Bridging the gap between product and process
You see, this family is attending Sketching in the Galleries, a community outreach event that is free and open to the public, as is the Greenville County Museum of Art itself. From 2-3pm on Sundays, museum-goers can attend concerts, listen to lectures, or participate in a hands-on activity. This is my fifth Sketching in the Galleries. I never know if a handful or roomful of walk-ins are going to appear; today there are 19. Each has a stool, sketchpad, and pencil.
I hear the comment, "He's so pretty, I thought he was a girl," several times from viewers of Sidney Dickinson's 1918 painting "Boy on a Horse." Admittedly the thought does not occur to me, as I peer at the slightly angular cheekbones hinting at a pending passage from boyhood to manhood. This is the painting I have selected from the Museum's "Alabama Suite" exhibit for my January 25 demonstration.
This event is not a solo act: public relations publicizes, museum guards assist, education department staff coordinates and introduces, curators prepare a handout, staff procures an easel, and so on. While I do not consider myself a portraitist, each of my choices for Sketching in the Galleries is indeed just that. My first was another Sidney Dickinson oil painting "The Pale Rider," followed by two Andrew Wyeth watercolors "Tundra" and "Captain Cook," and then an American Impressionist painting by Helen Maria Turner, "Girl with Lantern." This last choice gave me and the audience an opportunity to work with colored pencils.
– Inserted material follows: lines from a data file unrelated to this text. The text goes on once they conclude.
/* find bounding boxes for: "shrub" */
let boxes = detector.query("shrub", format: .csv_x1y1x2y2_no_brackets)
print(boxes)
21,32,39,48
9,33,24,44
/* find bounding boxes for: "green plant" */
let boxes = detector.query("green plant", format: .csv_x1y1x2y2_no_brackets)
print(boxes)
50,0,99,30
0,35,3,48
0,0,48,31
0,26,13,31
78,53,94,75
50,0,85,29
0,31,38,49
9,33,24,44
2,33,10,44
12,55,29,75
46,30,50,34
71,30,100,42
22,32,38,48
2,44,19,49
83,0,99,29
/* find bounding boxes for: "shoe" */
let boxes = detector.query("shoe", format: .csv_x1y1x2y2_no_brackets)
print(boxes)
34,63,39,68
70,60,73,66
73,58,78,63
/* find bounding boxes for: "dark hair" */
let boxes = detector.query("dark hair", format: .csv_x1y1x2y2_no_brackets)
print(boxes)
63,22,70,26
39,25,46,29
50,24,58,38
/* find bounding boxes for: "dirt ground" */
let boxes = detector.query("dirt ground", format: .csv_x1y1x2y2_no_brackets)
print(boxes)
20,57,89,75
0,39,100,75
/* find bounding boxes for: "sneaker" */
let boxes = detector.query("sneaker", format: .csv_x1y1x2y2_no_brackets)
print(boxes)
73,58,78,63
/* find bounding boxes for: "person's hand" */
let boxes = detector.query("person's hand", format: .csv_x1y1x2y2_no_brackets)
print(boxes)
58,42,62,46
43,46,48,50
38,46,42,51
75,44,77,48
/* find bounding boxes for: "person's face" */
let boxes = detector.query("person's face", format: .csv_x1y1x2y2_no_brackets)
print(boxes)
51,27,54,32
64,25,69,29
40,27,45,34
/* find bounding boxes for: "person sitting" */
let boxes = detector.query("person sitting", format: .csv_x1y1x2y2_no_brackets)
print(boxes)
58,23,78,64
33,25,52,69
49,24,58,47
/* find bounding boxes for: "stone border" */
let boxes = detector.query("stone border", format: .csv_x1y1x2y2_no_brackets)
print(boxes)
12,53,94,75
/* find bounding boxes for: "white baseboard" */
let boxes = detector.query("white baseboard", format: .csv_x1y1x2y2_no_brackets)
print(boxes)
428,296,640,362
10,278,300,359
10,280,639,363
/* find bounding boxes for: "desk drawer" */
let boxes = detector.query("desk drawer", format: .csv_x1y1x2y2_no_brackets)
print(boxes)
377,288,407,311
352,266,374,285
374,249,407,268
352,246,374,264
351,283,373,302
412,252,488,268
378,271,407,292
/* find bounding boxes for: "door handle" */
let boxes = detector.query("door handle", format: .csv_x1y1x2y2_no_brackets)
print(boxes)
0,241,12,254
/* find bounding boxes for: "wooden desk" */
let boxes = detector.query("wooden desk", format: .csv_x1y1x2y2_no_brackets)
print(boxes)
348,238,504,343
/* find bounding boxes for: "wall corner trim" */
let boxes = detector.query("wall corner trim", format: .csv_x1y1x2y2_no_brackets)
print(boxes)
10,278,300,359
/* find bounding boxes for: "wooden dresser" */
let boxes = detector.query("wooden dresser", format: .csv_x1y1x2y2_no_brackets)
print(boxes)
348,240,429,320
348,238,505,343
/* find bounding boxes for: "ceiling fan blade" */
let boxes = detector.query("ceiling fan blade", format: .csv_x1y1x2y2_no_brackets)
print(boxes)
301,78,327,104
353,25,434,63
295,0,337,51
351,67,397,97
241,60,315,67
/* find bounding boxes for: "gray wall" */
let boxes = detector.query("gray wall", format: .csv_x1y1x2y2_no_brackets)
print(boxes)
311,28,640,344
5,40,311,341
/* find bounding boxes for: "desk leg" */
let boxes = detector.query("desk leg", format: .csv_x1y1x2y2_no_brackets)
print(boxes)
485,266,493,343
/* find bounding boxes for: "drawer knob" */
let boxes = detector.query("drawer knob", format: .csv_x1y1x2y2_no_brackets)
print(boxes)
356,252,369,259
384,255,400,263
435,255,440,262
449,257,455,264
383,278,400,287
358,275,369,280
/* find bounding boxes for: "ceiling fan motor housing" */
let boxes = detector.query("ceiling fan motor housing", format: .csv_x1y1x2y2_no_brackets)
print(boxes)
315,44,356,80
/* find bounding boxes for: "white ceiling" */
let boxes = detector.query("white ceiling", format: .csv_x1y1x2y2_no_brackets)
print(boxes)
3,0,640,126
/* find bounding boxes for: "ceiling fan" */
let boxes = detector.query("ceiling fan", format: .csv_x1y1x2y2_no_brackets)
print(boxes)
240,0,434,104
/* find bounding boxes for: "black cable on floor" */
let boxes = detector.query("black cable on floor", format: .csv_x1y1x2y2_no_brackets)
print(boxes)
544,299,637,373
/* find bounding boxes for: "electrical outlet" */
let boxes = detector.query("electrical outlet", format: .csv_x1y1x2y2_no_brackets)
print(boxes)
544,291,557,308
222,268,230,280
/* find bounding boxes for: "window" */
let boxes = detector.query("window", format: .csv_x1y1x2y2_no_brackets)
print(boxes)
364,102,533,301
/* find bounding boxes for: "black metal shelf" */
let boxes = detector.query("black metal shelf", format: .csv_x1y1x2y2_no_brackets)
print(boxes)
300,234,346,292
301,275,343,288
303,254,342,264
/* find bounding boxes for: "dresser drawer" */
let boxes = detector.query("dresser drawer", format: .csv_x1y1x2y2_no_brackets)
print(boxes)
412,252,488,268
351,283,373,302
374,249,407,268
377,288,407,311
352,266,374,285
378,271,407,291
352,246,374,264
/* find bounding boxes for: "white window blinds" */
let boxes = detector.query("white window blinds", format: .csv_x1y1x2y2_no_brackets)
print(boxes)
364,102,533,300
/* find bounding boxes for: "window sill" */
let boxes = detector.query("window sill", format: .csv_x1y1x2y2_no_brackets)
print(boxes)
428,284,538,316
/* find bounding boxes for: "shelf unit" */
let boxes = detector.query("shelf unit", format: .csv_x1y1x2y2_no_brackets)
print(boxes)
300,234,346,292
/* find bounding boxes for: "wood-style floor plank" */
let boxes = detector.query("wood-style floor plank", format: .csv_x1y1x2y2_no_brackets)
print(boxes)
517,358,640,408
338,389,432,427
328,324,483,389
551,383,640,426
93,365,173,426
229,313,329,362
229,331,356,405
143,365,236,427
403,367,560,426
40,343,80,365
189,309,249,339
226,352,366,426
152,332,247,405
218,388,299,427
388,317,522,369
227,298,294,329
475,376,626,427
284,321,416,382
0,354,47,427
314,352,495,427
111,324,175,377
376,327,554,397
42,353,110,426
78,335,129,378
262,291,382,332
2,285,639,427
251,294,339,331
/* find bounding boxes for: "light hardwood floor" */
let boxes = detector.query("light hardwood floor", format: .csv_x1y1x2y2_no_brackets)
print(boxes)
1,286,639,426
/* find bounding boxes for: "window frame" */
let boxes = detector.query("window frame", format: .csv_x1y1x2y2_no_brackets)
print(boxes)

Usually I translate oils or watercolors into graphite, where each one-hour demo is a concise drawing lesson. With "Boy on a Horse" I distribute tortillions/paper stumps for the purpose of blending the graphite. Tweens to seniors work on their 9x12-inch paper, surrounding my own 18x24-inch easel-mounted sketchpad. I cannot resist visiting each portrait, glimpsing everyone's unique style, commenting on an eye or a nose. I applaud the courage it takes to draw a first portrait, to become vulnerable in the process of learning.
Draw often, I exhort as I share the five attempts I've made to capture the likeness of "Boy on a Horse." The one posted here is, in full disclosure, an 18x24-inch created in my home studio using a photo of the work, a range of graphite pencils, and the grid system. Working at this larger-than-life scale allows me to delve into the details, to recreate the brushstrokes and hopefully capture the nuances. But even after completing this, just days prior to January 25, I return to the Museum for a one-hour sketch using only an Ebony pencil. I feel a sense of confidence and boldness that only comes with practice.
Ah yes, I'm rambling on about the event, about the materials and the process, but I've not yet shared information about "Boy on a Horse" or its creator. Sidney Dickinson (1890-1980) studied at the Art Students League where he later taught for a quarter of a century. He exhibited in the Northeast, was a member of the National Academy of Design, and served as a jury member. What is most relevant in relation to "Boy on a Horse" are his visits to the Calhoun Colored School in Calhoun, Alabama, where the model was most likely a student. Dickinson's parents worked at the school established by his maternal aunt Charlotte Thorn, who in turn was guided by Booker T. Washington. Elementary academics and trades (teaching, farming, cooking, sewing) were taught, beginning in 1892.
The preceding information is courtesy of the Museum's curator, while the following are my thoughts. The painting is dark, not uncommon for Dickinson, with a band of light on the horizon, either sunrise or sunset. The boy is mounted on a saddled equine, wearing a heavy coat, and glancing out of the picture frame with furled brow. I wonder: has he heard his name called? Is the band of light the dawning of peaceful times following World War I (which ended in 1918, the same year as this painting)? Is the boy looking back at his childhood while he is poised to move forward into manhood? Dickinson's paintings tend to harbor meaning, but there appears to be little information on this particular work. Thus, I allow my imagination to wander.
Like the participants in Sketching in the Galleries, I too attempt to connect with the artist's mind and the germination of this painting. Spending time looking, seeing, researching, imagining, and then taking pencil in hand - as Sidney Dickinson took paintbrush in hand - are ways to engage, to begin to bridge the gap between product and process.